Uma ex-máquina!
Para Iris (Sophie Thatcher, “Heretic”), Josh (Jack Quaid) é o seu e único mundo. Apaixonou-se por ele, segundo recorda, numa ida ao supermercado, quando o desajeitado rapaz fez estremecer a bancada de laranjas, o riso veio de seguida, o amor à primeira vista deu-se no inaugural cruzar de olhares. Memória vivida, ao que parece! Só que não. Tal nunca aconteceu, até porque, tecnicamente, Iris não existe. Quer dizer, tem fisicalidade, uma presença, digamos assim, mas não uma existência. Não é humana, é uma robô na linha dos "autómatos amorosos". O amor incondicional é um artifício.
“Companion”, de Drew Hancock, insere-se no thriller da expansão da IA e do seu constante debate, piscando o olho a conceitos há muito aprovados por Isaac Asimov e Philip K. Dick, inevitavelmente, até certo ponto, reagindo a essa modernidade com algum arrojo, trazendo um efeito de Turing invertido, em que Josh precisa de convencer Iris de que é uma máquina, enquanto ela nega, agarrada ao que acredita ser a sua vida e consequentemente às suas (fabricadas) memórias. Nada de desconhecido ou ambíguo para o espectador, que desde o início o sabe: Iris é uma máquina, sapiente e talvez, consciente. Não há segredo, nem twist que valha que ofusque essa informação previamente estabelecida.
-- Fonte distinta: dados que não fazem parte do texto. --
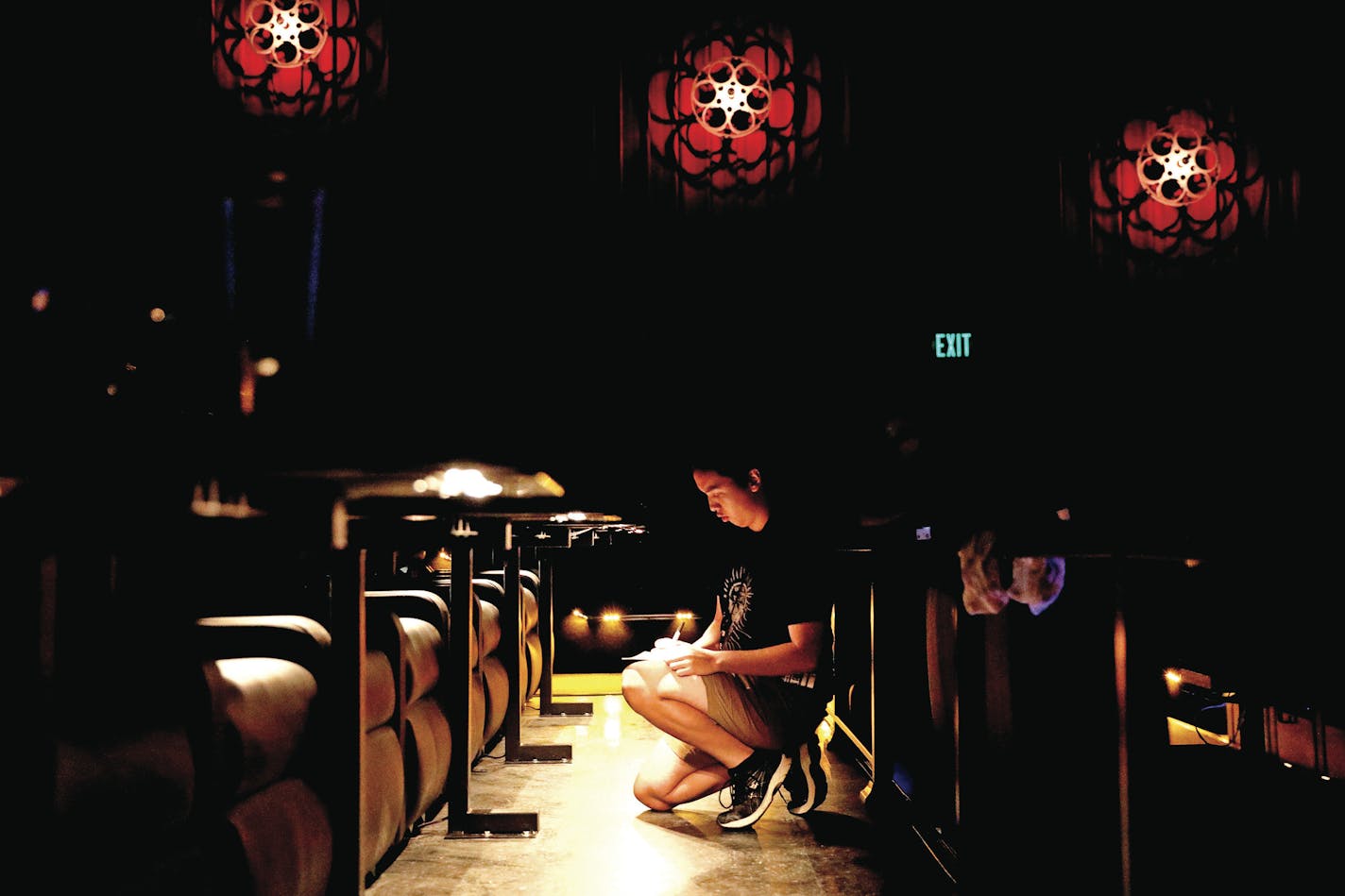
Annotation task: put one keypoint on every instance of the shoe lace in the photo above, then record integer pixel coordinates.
(741, 787)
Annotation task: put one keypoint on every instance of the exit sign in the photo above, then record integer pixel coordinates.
(951, 345)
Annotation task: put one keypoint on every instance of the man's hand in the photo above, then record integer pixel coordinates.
(685, 658)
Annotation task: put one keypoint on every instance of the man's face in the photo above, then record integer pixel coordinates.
(728, 500)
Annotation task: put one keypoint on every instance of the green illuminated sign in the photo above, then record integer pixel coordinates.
(951, 345)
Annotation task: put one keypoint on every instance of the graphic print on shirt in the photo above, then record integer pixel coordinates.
(736, 599)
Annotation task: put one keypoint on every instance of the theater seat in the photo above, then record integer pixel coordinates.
(427, 736)
(224, 791)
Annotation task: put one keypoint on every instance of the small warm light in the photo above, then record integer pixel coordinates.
(1173, 680)
(456, 482)
(548, 484)
(443, 561)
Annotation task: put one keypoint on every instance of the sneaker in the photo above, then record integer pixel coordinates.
(754, 786)
(806, 785)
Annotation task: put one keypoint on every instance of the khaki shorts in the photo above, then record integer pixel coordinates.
(761, 712)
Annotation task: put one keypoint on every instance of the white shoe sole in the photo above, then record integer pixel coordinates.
(776, 779)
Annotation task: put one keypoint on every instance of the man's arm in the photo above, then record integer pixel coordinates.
(796, 655)
(709, 638)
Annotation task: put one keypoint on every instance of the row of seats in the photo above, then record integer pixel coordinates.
(235, 794)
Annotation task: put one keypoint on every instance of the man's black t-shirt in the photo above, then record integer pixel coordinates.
(764, 583)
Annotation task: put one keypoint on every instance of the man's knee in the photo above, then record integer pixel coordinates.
(650, 797)
(634, 687)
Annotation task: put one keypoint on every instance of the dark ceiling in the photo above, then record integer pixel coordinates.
(487, 290)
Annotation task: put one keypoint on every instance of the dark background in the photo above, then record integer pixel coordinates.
(492, 287)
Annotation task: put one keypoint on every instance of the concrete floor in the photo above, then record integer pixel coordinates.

Nesse jogo, há um lampejo de “Ex Machina”, mas o desejo é passageiro, muito passageiro. Os traços de terror começam a sobrepor-se e “Companion" perde a astúcia para se render ao entretenimento casual, mimetizando a fórmula de Wes Craven sem nunca reproduzir as suas, por vezes brilhantes, encriptadas sociopolíticas. Mas, enfim, a indústria manda-nos modelos destes, rápidos de consumir, sem grande maçada para a nossa massa cinzenta. Mesmo assim, Thatcher convence-nos de que é um produto à distância de uma encomenda.